Ben Soedira’s Foreign Sands is an exploration of what constitutes ‘home’. Having lived in a country foreign to his parent’s background, Soedira has been surrounded by the modernisation of culture and people. Foreign Sands uses the metaphor of the landscape to visually express the growth and development by which people have influenced a city. In this case Dubai, a city purely built on foreign elements, from imported sand to manipulating its own natural resources in order to seamlessly construct the impossible.
Foreign Sands displays metaphors that subtly show this, through images of clothing that blend within the natural landscape, to the growing community of Kushti wrestlers fighting for a place they can call home. Images of sand and dust speak about the desert and its ever-shifting landscape, much like Dubai itself. Making Dubai a reflection of a globalised society, a place that has been influenced and built up by foreign cultures. As the city rapidly moves forward we begin to forget what is truly important, a kind of ‘urban amnesia’. People shift the direction and meaning of home by creating their own communities and life within a changing urban landscape.
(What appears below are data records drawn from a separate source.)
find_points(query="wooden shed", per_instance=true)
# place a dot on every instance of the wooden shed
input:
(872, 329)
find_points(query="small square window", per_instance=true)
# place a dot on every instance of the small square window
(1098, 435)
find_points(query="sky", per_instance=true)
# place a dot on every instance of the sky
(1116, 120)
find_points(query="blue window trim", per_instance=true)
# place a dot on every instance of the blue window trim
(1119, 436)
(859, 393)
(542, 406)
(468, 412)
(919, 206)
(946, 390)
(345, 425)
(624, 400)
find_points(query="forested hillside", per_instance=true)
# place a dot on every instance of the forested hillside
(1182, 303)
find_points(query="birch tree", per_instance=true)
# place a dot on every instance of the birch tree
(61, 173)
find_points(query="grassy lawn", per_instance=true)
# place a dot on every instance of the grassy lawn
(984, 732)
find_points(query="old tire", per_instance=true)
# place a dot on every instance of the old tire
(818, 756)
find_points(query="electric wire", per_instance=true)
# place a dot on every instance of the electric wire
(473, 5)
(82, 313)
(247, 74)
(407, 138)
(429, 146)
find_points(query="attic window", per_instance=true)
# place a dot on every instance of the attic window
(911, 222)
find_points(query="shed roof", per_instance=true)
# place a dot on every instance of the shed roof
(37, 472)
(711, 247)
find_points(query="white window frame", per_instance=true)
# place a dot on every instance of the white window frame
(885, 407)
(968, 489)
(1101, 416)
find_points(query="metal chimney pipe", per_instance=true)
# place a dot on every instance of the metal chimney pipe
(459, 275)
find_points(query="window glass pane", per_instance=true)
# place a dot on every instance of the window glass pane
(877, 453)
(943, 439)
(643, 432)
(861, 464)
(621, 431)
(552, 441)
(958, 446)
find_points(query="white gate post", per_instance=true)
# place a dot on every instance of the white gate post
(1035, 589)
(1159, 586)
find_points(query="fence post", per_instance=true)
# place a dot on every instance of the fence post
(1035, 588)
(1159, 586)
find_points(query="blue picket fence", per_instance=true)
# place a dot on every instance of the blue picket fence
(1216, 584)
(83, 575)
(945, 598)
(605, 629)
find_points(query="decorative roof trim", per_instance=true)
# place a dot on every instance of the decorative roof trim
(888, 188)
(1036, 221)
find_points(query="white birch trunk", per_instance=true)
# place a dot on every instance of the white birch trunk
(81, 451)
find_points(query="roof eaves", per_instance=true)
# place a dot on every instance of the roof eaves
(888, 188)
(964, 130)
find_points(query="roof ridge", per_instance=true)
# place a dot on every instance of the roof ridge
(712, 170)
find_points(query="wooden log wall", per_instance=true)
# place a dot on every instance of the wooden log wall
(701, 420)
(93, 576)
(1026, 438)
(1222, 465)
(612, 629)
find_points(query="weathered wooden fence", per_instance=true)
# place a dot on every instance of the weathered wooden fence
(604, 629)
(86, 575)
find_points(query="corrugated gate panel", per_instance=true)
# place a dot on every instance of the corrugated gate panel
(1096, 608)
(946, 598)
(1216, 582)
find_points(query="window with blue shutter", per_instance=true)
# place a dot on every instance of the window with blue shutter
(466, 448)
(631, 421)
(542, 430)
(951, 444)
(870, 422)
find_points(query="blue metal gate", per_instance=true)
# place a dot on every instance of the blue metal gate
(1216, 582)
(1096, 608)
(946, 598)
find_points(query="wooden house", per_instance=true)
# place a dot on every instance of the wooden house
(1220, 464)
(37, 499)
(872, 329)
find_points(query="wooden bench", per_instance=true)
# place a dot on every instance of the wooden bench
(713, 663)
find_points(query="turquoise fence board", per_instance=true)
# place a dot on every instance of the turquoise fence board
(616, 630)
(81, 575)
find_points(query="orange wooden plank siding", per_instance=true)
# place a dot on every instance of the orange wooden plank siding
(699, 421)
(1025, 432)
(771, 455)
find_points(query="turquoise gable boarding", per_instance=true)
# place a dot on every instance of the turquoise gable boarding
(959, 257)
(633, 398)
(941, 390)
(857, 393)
Dubai is home for the artist despite that officially on paper being Glasgow. Through the work Soedira questions what constitutes home and identity in his own life. It leads him to ask Where am I from and what truly is home for me? Dubai is a place that feels strangely foreign to Soedira, but at the same time he is very comfortable in. Yet with everything in motion it excites him to see his home shift and expand in new directions; a place that allows all cultures and nationalities to bring something from their own motherland to this new home.